Hackfest Achievements and ESKIWIKI

Hey everybody,

long time I didn’t reported any progress, simply because I hadn’t that much spare time to work on this any topic. So basically the Munich Hackatron last weekend was exactly the “weekend blocker” I needed to get back into this topic. At that weekend I finally was able to import most edits from the old Turkish “eskiwiki” (OpenOffice.org.tr)-wiki. I’m still cleaning up the imported edits and I still do even find missing pages as you can see at the Special:Log page. With all the amount of spam in ESKIWIKI it is really not that easy to find pages with real content. I should have found every page, but as you can see in the ImportLog that I found another few pages this weekend.

Now my focus is at the image cleanup and preparing all pages to move over to TDFwiki. Sadly all this work is very time consuming so it lasts very long.

I do have a special request to the Turkish speaking community members:

Can you “merge” the content of the old OOo Writer page and the newer one. The other component pages do have the same problem. A list of the old OOo pages are linked in this old revision. Otherwise the links on the old OOo pages are unlinked and very hard to find.

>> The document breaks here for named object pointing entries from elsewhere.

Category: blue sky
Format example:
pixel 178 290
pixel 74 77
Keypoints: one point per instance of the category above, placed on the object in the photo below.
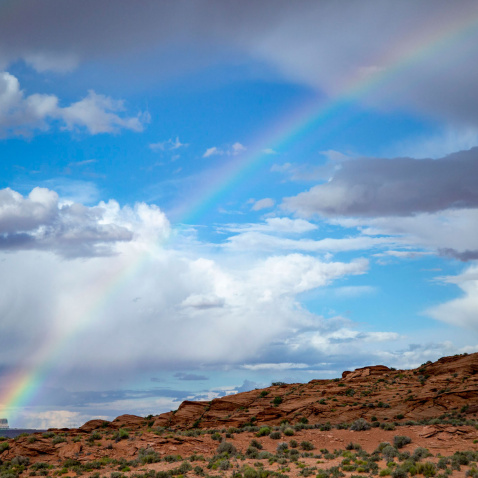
pixel 199 198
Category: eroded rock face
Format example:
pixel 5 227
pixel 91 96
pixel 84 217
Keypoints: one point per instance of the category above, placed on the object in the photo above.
pixel 434 389
pixel 93 425
pixel 446 388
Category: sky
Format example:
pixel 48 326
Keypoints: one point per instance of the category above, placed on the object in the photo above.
pixel 200 197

Fun fact: After 9½ years I fixed a bug and embed the correct image at the page “SIKLIK”, see this revision. The problem was that both images were first uploaded and then a simple copy and past error followed when creating the page. I found this fact as I simply uploaded all images from the eskiwiki and now checking all unused images and wanted images (and either try to fix it, or delete them again for not uploaded the old stuff to TDFwiki later). Sadly a few images are borked (1x1px) and aren’t even archived at archive.org – so even borked ages ago.

Let’s see how much spare time I find in the next weeks to finish the rest.

Hackfest Achievements and ESKIWIKI

Some Statistics on Spam

Well, lately the TDF Wiki Admins luckily hadn’t much to do, but well I still do want to provide some statistics as the results are very impressive.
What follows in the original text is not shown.